All of lore.kernel.org
 help / color / mirror / Atom feed
From: Rik van Riel <riel@redhat.com>
To: Ebru Akagunduz <ebru.akagunduz@gmail.com>, linux-mm@kvack.org
Cc: akpm@linux-foundation.org, kirill@shutemov.name, mhocko@suse.cz,
	mgorman@suse.de, rientjes@google.com, sasha.levin@oracle.com,
	hughd@google.com, hannes@cmpxchg.org, vbabka@suse.cz,
	linux-kernel@vger.kernel.org, aarcange@redhat.com
Subject: Re: [PATCH] mm: incorporate read-only pages into transparent huge pages
Date: Fri, 23 Jan 2015 14:04:11 -0500	[thread overview]
Message-ID: <54C29B2B.4070800@redhat.com> (raw)
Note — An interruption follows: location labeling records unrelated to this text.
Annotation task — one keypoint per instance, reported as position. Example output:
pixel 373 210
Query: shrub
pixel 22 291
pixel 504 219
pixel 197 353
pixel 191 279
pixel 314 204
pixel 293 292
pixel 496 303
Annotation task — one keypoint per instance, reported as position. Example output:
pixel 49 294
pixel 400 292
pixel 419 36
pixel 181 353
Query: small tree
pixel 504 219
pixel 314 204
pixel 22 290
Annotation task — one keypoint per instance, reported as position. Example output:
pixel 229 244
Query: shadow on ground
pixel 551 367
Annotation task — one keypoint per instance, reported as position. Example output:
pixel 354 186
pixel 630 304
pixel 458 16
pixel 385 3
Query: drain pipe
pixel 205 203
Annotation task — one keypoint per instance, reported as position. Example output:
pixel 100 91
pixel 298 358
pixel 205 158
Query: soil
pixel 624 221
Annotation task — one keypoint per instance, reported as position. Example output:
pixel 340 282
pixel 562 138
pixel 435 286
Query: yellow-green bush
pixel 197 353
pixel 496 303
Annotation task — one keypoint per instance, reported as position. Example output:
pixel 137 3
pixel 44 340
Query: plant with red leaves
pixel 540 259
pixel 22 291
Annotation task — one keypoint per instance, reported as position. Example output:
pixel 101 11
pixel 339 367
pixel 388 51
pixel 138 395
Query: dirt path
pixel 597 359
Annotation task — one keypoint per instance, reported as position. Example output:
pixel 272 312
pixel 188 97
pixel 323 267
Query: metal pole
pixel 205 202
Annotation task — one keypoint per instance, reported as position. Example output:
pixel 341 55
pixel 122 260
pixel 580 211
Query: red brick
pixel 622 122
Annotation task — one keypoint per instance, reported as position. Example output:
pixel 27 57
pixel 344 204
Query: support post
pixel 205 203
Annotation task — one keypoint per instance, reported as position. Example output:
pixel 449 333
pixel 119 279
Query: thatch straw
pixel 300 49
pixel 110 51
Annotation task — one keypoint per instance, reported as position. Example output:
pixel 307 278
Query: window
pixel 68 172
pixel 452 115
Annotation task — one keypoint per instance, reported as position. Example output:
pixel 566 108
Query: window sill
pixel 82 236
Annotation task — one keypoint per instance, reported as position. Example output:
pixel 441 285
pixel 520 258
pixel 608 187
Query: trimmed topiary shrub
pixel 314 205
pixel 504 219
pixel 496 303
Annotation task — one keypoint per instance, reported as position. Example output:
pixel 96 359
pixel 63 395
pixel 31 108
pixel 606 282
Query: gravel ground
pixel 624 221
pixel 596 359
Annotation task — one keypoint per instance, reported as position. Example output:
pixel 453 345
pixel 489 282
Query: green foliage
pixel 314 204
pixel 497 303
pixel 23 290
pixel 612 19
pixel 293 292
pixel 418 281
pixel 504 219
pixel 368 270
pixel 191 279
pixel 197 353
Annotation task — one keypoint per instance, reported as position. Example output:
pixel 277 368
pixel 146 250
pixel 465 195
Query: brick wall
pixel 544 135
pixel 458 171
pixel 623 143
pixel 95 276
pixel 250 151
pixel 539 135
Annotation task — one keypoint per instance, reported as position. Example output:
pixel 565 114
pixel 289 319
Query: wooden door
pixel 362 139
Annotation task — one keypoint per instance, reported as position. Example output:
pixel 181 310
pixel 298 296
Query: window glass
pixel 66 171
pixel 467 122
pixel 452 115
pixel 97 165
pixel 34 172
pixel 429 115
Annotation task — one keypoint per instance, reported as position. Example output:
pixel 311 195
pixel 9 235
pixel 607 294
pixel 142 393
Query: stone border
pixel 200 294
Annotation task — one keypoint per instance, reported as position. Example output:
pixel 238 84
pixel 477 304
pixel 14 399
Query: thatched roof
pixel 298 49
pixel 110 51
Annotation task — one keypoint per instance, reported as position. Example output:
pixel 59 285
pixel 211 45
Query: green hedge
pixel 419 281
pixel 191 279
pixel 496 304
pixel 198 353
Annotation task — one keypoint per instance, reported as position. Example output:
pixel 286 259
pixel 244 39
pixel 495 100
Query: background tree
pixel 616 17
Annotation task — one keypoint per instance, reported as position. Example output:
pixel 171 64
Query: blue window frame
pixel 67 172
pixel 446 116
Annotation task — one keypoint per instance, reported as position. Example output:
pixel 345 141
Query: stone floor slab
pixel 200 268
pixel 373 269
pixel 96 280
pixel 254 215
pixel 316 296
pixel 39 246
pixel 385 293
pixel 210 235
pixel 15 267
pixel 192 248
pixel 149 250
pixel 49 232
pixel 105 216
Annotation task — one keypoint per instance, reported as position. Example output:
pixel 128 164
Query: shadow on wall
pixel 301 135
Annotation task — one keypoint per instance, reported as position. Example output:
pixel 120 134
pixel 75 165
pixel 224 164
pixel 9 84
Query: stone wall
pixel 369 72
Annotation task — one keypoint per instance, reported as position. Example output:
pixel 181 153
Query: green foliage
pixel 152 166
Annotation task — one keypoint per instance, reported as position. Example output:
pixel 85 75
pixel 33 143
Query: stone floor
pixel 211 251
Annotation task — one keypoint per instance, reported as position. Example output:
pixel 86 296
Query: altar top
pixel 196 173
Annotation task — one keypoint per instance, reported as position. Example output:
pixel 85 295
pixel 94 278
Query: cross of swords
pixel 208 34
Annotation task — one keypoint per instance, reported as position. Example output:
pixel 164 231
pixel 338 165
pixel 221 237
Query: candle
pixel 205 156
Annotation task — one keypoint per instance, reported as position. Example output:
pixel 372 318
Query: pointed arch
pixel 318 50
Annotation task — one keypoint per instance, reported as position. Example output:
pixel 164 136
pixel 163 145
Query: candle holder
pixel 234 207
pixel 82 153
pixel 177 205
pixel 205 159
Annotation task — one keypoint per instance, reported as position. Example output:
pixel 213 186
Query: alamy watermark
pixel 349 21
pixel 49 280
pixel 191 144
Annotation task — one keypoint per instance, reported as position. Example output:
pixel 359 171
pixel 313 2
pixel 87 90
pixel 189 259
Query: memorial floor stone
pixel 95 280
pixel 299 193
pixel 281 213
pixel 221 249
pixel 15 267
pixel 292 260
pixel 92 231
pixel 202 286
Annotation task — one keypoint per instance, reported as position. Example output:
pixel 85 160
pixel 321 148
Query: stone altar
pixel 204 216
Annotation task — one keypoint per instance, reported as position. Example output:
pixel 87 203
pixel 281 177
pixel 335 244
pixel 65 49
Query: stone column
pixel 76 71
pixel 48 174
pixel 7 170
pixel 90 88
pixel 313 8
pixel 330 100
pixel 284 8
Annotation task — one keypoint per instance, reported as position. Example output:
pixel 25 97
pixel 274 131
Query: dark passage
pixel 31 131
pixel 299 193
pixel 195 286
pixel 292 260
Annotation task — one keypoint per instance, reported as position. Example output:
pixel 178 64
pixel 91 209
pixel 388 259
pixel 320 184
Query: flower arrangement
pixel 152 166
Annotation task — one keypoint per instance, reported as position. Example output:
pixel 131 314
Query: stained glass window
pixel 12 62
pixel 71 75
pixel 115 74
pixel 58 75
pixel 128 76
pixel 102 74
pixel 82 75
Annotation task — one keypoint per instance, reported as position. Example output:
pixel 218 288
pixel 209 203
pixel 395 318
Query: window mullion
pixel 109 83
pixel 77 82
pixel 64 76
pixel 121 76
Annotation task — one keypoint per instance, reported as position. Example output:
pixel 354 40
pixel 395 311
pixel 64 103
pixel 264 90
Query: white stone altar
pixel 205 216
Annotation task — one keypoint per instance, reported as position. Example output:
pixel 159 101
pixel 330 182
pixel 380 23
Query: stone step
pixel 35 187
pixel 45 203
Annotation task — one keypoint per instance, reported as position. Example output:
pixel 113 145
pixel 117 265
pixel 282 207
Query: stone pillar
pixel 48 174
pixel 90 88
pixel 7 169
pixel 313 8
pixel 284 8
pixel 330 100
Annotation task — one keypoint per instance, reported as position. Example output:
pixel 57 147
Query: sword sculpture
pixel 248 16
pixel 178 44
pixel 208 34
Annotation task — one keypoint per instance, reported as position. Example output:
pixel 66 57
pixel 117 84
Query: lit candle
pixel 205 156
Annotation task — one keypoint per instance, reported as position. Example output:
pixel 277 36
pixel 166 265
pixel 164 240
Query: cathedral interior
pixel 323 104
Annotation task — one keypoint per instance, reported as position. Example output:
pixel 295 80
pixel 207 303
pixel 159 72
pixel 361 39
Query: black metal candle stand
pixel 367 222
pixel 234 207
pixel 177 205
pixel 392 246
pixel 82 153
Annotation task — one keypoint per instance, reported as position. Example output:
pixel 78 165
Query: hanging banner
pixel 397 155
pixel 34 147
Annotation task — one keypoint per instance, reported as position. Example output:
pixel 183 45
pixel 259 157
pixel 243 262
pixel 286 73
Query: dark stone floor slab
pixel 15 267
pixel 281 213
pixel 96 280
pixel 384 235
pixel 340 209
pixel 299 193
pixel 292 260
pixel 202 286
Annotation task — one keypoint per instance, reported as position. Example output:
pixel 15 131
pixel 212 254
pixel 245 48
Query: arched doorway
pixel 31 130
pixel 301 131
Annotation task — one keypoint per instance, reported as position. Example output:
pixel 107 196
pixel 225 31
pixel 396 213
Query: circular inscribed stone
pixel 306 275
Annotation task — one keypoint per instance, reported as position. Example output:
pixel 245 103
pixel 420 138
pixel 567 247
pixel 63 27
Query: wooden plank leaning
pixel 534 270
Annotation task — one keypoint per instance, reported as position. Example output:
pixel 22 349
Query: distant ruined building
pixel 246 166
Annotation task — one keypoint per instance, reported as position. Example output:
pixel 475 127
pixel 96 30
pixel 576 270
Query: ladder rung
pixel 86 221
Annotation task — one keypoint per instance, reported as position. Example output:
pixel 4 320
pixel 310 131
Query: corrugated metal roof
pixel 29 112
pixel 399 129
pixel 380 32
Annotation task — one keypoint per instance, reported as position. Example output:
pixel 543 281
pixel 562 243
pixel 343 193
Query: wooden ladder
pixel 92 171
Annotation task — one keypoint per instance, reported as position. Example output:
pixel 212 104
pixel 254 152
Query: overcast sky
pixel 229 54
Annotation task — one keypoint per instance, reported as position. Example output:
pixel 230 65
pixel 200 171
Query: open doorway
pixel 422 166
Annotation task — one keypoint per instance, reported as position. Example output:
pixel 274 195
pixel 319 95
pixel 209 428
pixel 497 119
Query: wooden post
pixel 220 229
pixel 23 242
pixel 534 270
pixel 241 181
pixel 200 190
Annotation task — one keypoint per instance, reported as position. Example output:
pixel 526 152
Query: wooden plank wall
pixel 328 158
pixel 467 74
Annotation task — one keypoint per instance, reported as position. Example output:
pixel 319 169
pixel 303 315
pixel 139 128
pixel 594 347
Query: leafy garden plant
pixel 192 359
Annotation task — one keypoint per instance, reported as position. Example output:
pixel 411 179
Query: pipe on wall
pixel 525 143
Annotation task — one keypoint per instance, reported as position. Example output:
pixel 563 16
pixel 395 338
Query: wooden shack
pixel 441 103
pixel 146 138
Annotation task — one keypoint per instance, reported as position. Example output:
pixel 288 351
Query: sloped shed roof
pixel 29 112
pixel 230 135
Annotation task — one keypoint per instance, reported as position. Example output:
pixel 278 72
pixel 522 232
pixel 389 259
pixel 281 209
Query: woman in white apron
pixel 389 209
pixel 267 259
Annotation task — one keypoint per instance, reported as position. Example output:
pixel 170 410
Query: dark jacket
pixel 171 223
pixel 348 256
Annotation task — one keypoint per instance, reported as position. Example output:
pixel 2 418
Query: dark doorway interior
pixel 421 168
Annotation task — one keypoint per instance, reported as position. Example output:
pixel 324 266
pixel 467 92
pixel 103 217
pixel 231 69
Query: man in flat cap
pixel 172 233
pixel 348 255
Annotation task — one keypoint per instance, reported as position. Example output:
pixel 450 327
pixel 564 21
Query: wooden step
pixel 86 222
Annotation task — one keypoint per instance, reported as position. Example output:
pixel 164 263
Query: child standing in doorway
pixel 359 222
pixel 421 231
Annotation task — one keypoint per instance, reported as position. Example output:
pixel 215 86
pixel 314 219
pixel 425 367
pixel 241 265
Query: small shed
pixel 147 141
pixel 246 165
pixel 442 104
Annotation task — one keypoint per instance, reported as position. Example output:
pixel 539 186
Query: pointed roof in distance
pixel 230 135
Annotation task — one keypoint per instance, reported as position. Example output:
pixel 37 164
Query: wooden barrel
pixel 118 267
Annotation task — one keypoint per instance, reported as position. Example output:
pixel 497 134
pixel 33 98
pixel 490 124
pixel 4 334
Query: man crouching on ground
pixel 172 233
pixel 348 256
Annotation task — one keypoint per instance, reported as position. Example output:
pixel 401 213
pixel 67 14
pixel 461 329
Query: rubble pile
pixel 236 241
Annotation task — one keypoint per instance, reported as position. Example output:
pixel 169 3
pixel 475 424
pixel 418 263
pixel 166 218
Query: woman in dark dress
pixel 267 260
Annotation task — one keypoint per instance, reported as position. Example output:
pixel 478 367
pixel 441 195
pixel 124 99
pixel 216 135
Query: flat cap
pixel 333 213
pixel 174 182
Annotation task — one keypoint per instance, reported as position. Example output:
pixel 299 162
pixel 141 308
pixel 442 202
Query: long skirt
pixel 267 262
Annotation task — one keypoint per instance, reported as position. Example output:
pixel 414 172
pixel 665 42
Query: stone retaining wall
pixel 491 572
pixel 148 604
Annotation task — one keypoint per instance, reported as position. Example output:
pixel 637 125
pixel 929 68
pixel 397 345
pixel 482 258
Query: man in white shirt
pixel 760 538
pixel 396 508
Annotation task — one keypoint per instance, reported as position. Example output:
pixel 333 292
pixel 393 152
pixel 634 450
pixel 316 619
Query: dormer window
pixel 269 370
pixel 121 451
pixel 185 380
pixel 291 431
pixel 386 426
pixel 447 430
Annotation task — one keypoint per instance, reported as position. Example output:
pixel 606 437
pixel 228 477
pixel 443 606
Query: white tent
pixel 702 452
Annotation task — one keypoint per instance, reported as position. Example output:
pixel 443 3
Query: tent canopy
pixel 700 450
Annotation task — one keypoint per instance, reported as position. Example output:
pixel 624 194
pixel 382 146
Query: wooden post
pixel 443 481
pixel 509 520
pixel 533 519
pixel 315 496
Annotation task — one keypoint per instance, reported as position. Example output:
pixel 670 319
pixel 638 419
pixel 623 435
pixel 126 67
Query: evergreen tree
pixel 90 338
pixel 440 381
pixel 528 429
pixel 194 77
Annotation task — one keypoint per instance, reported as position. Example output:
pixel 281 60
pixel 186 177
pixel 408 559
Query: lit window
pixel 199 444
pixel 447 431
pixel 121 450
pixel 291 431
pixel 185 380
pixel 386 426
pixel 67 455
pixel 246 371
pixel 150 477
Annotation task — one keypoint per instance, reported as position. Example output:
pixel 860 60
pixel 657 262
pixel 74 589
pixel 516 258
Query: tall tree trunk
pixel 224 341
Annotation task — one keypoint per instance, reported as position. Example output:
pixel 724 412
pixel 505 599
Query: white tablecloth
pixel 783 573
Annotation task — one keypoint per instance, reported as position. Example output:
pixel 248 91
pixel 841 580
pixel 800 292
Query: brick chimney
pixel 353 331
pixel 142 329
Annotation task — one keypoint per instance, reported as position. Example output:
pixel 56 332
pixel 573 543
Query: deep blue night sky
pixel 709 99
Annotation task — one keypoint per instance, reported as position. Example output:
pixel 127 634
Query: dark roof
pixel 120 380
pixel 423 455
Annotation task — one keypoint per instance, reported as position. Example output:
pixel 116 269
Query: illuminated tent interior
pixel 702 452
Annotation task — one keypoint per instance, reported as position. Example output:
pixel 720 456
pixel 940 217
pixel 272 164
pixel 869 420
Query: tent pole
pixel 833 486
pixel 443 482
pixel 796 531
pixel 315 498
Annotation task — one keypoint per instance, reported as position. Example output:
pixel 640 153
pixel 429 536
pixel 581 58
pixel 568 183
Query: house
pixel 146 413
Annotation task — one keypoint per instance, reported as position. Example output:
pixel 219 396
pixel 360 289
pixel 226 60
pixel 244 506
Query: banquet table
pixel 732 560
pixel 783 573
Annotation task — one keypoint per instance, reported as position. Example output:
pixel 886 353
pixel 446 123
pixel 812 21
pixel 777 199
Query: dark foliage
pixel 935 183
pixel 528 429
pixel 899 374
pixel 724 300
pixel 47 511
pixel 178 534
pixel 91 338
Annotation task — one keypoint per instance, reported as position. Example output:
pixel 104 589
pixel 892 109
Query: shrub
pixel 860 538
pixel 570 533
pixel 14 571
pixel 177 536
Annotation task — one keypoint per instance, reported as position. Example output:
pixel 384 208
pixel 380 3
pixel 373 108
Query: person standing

In-Reply-To: <1421999256-3881-1-git-send-email-ebru.akagunduz@gmail.com>

On 01/23/2015 02:47 AM, Ebru Akagunduz wrote:

> @@ -2169,7 +2169,7 @@ static int __collapse_huge_page_isolate(struct vm_area_struct *vma,
>  		VM_BUG_ON_PAGE(!PageSwapBacked(page), page);
>  
>  		/* cannot use mapcount: can't collapse if there's a gup pin */
> -		if (page_count(page) != 1)
> +		if (page_count(page) != 1 + !!PageSwapCache(page))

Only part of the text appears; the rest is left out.